Why is a fortress that was built by Muslims in the 1200’s named after a Biblical character? Who knows! But this ancient ruin is definitely one of the best preserved icons in Israel and probably one of the most underrated due to it’s remote location. But that didn’t stop us - we had heard some great things about Nimrod’s Fortress by locals and we were on a mission to reach it.
Iris, an enthusiastic reader of our blog, noticed we were in Israel and invited us to visit her family who live in a kibbutz in the north of Israel named Kfar Szold. We gladly accepted the offer and met up. She and her family were extremely hospitable and we appreciated their generosity.
Through a friend, they organized a room for us at Bakfar guesthouse which included a tasty breakfast the following morning.

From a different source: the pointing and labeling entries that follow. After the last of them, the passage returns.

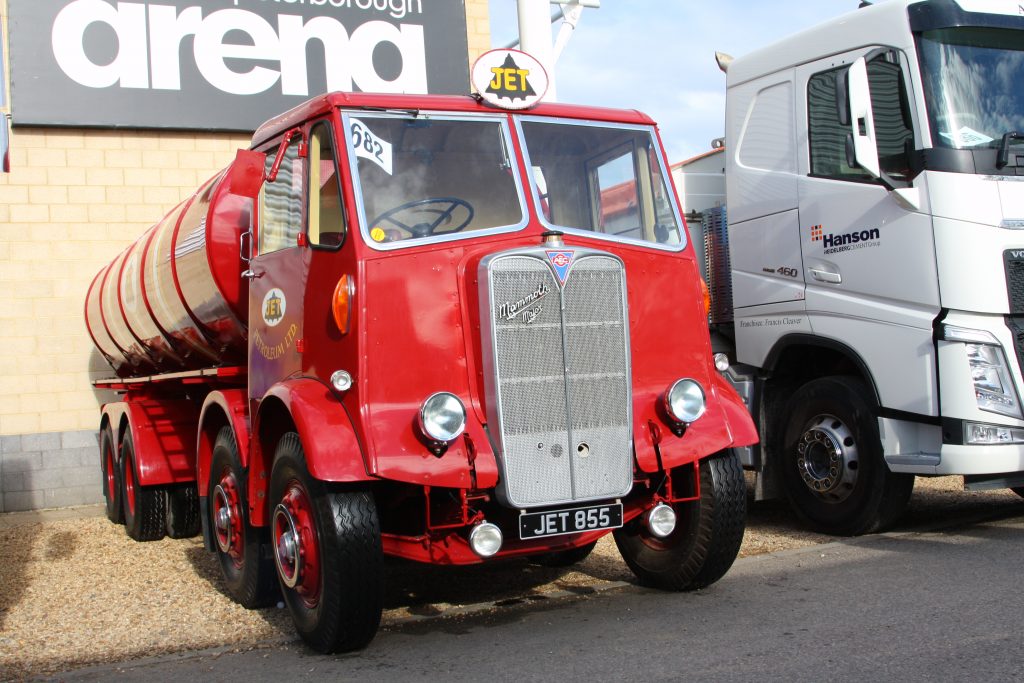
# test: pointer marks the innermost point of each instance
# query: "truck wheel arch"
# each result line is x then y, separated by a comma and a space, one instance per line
814, 357
308, 408
226, 407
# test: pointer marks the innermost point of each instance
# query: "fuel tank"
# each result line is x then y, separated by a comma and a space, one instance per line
175, 299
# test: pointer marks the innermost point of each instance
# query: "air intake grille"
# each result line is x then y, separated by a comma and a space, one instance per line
1015, 280
718, 270
558, 382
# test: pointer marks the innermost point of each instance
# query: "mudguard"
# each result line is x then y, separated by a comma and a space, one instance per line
726, 424
332, 449
163, 434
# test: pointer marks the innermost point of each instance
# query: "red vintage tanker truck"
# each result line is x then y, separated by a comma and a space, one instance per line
421, 327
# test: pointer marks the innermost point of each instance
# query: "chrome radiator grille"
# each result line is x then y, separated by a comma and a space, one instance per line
558, 380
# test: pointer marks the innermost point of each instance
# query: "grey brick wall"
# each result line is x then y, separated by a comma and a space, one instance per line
54, 470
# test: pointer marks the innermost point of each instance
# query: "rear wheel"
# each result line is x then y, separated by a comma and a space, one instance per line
143, 506
833, 467
242, 549
183, 519
112, 477
707, 537
328, 554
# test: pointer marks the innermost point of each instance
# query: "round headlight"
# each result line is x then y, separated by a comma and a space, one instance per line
685, 400
485, 539
341, 381
442, 417
662, 520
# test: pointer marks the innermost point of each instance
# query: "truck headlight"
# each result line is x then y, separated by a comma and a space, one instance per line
442, 418
992, 386
685, 400
975, 433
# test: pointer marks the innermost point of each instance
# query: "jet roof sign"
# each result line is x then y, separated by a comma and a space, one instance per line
509, 79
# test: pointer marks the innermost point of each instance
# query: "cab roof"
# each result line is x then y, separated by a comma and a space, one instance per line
450, 103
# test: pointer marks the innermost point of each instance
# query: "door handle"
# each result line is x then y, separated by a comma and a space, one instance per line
826, 275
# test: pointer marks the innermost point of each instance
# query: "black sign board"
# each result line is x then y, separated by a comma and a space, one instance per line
222, 65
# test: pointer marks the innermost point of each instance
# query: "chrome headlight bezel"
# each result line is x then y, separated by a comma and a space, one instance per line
685, 400
442, 418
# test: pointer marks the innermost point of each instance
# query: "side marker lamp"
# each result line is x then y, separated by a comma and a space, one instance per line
341, 303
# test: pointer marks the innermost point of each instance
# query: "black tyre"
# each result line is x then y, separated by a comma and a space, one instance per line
328, 554
707, 537
563, 558
183, 520
242, 549
832, 465
143, 506
112, 477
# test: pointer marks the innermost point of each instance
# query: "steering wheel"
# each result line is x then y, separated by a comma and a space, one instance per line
426, 216
963, 120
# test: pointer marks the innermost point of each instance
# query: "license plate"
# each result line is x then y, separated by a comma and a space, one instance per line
558, 522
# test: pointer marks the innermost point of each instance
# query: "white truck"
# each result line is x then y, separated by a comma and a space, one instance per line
868, 283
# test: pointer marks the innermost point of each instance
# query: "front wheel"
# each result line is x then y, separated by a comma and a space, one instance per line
241, 547
327, 546
833, 467
707, 537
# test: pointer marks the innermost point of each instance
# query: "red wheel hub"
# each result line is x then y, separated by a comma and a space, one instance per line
227, 518
295, 543
130, 484
112, 479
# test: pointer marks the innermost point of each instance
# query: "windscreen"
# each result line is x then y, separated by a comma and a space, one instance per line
973, 84
603, 179
423, 178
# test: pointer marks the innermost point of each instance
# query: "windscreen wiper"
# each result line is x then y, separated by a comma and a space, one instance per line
1004, 158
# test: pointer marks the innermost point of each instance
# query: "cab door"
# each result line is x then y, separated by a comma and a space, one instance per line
868, 254
279, 269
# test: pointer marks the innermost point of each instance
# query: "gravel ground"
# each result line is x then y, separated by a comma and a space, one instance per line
75, 590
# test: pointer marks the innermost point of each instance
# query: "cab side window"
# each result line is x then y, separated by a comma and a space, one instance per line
327, 218
827, 131
281, 202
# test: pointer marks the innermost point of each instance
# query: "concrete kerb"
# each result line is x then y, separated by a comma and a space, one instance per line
9, 519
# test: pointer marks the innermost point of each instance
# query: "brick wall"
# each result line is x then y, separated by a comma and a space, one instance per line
74, 200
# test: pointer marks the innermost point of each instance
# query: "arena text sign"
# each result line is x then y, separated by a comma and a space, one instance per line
201, 52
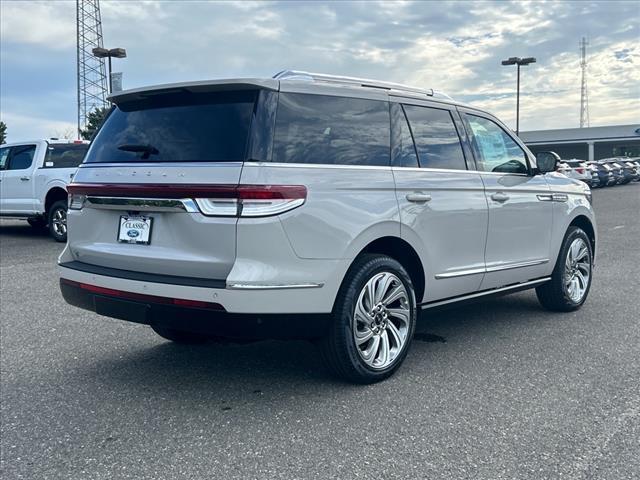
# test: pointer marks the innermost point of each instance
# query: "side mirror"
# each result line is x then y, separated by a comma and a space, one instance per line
547, 161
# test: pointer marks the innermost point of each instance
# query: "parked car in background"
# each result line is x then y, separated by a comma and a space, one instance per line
575, 168
616, 169
601, 175
632, 168
636, 161
311, 205
34, 177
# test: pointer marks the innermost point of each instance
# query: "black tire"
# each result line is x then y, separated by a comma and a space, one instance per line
554, 295
338, 346
37, 223
58, 232
179, 336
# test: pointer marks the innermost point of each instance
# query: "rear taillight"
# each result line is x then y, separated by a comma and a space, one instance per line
212, 200
76, 201
254, 201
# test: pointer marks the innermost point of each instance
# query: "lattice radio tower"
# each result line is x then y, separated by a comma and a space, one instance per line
92, 79
584, 96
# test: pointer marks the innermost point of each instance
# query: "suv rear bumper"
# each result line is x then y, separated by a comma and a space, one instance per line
235, 298
212, 320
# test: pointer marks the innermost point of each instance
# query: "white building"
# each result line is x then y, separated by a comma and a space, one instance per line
591, 143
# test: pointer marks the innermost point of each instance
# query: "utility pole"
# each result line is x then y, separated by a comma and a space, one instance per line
584, 96
92, 78
518, 62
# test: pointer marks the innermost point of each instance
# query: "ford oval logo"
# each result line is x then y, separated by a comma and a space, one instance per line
132, 224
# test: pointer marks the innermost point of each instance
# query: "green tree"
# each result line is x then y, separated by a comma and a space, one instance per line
94, 120
3, 132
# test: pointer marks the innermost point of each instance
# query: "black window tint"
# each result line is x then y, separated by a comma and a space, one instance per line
436, 138
4, 156
65, 155
331, 130
403, 151
22, 157
496, 151
176, 127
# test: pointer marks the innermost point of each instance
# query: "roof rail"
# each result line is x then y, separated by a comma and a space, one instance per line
361, 82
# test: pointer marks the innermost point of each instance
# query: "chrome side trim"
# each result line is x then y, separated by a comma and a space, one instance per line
461, 273
560, 197
494, 268
510, 266
471, 296
275, 286
142, 204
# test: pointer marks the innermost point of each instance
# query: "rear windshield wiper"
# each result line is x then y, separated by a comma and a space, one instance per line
146, 150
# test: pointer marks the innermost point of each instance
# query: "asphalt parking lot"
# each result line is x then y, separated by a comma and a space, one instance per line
496, 389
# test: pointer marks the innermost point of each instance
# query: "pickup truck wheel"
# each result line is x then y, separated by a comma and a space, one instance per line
374, 318
571, 278
37, 223
58, 221
179, 336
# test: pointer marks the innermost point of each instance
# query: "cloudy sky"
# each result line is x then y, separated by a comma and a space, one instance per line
455, 47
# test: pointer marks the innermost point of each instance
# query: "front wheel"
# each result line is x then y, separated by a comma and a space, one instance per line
37, 223
571, 278
58, 221
373, 322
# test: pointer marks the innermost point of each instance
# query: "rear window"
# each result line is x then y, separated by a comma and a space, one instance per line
322, 129
177, 127
65, 155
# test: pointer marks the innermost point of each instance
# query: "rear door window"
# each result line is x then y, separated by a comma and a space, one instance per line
436, 138
4, 157
403, 150
177, 127
65, 155
21, 157
322, 129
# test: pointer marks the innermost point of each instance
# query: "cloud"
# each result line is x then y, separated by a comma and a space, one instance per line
455, 47
43, 25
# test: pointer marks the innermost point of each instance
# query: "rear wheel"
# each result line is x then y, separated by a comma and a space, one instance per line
373, 321
179, 336
58, 221
571, 279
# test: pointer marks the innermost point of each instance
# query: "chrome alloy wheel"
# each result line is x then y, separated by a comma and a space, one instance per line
577, 270
381, 320
59, 220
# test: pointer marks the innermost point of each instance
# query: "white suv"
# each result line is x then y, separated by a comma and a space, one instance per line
33, 181
315, 206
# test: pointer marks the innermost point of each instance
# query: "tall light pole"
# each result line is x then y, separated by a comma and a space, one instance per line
519, 62
109, 54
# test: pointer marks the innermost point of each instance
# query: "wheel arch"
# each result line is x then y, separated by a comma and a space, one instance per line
54, 195
403, 252
583, 222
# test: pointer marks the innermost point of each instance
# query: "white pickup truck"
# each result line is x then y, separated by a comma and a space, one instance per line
33, 181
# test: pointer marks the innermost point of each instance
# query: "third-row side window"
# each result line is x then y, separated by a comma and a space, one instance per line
322, 129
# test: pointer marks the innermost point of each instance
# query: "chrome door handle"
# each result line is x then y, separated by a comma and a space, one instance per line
500, 197
418, 197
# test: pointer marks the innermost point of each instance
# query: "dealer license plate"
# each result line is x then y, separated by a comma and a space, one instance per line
135, 229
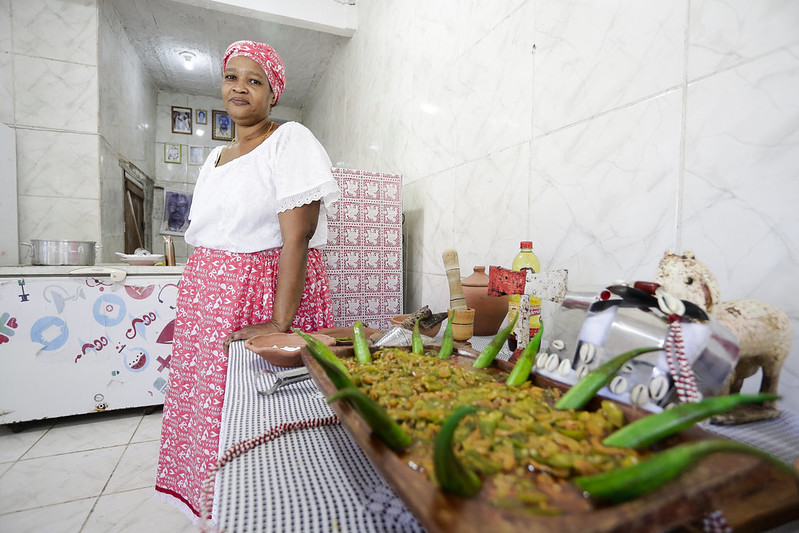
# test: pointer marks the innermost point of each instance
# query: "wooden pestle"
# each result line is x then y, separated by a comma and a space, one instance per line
452, 267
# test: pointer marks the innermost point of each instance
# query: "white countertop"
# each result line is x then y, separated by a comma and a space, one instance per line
104, 269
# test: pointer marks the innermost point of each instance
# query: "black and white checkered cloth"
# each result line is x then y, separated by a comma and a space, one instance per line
318, 479
306, 480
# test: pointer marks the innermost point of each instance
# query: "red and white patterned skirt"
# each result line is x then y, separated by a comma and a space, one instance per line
219, 292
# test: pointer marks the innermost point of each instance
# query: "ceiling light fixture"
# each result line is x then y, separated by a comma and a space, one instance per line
188, 60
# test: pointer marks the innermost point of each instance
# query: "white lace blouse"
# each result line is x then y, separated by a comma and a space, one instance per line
235, 205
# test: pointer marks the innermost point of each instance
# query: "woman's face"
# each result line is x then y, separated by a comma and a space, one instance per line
246, 92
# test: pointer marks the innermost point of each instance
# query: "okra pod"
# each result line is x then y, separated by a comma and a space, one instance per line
359, 344
451, 474
524, 364
378, 420
490, 352
633, 481
585, 389
447, 341
652, 428
331, 364
417, 346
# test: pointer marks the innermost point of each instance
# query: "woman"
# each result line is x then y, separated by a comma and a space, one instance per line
257, 221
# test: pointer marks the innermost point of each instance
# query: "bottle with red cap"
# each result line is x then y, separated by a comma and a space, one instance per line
525, 260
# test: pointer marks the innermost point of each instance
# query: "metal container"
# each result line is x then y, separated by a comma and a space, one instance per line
590, 336
55, 252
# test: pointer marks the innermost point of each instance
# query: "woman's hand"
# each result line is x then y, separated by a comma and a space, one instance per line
251, 331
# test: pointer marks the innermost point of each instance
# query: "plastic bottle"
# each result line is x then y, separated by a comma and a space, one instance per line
525, 260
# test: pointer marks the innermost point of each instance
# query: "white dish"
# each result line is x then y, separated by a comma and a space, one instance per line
141, 260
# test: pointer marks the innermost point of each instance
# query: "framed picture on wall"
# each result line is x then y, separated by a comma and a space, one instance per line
223, 128
196, 155
176, 212
181, 120
172, 153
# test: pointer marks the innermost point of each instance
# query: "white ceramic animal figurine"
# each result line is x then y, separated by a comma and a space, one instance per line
763, 331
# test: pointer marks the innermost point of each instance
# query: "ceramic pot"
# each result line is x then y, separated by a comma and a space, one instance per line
462, 323
489, 311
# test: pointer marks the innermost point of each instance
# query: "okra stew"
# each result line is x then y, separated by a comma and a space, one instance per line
524, 449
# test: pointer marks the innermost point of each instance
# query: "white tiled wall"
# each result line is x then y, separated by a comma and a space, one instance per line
606, 132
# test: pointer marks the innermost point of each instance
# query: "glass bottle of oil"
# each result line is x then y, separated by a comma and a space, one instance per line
525, 260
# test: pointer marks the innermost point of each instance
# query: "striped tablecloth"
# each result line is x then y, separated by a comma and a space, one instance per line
306, 480
318, 479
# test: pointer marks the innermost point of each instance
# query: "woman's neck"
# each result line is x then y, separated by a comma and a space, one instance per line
255, 133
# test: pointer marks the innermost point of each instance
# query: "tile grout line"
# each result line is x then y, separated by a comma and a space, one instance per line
113, 470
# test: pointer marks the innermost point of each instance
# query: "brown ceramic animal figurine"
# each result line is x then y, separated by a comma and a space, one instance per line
763, 331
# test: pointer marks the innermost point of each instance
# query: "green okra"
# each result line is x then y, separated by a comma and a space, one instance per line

If you’re not familiar with the term, a kibbutz is a collective community in Israel, often focused on agriculture. With origins in the early 1900’s, these communities are founded on socialist ideals of shared property ownership, but in recent decades a shift towards private ownership and increased independence of the individuals have occurred. There’s a strong focus on family and social responsibility within these groups. Kfar Szold kibbutz is an ideal place to raise a family with a local pool, playground, parks, a kindergarten and school. The streets are safe, and most neighbours know each other well. Our kids had a great time, even if they couldn’t speak Hebrew, the universal language of playtime is understood everywhere.
We hadn’t savored the taste of bacon or ham since arriving in Israel a month prior, and when we heard about a restaurant that served bacon hamburgers, it caught our attention. Iris took us to that restaurant for dinner, located about 10 minutes from the kibbutz, and it served some of the best burgers, we’ve had in a long time. It almost felt a little naughty eating extreme non-kosher (beef & cheese PLUS bacon) on a Saturday (Shabbat). Triple whammy! But we found out it is surprisingly easier that we first anticipated to find pork products in Israel, if you just know where to look.
The next day we headed early to Nimrod’s Fortress located about 19km northeast of the kibbutz, to beat the summer heat. The drive through the windy roads in the Golan Heights was superbly scenic. The fortress could be seen from miles away, perched on top of a mountain overlooking the lush valley below.
Entrance was 22NIS ($7 AUD) per adult, under 5 free.
The fortress was built by the son of a sultan between 1229 and 1260 and stretches around 420 metres in length. It’s strategic location allowed it to control trade traffic to Damascus in the north, and the rocky location made it easy to defend from enemies. The fortress had been damaged by earthquakes over the centuries, but was still in surprisingly excellent condition because of its isolation.
Walking the many steps wasn’t easy for Mr 3-year-old, so we strapped him into the carrier and he nodded off to sleep. The views and architecture were breathtaking and it’s easy to imagine oneself transported back to an era of crusades and knights.
There was so much to explore for kids and adults alike: spiral staircases, cavernous rooms, a cistern, secret passageways and a plethora of nooks and crannies.
The photos speak for themselves.
After about 2 hours, the heat finally overcame us and we retreated back to the carpark and a snack stand for cold drinks. We said our goodbyes to Iris and her lovely family and jumped into the car.
On the way back to Haifa, based on a tip-off from our hosts, we stopped at Karmiel, home to the first supermarket in Israel to sell pork products. It originally catered for Russian immigrants, but its fame has spread far and wide. After traversing the entire town for an hour and asking at least 10 different people for directions in broken English, we finally found it – Tiv Taam. To our delight, we picked up some smoked sliced ham for a simple yet mouthwatering lunch of ham sandwiches. The rest of the drive home was a pork-flavoured blur.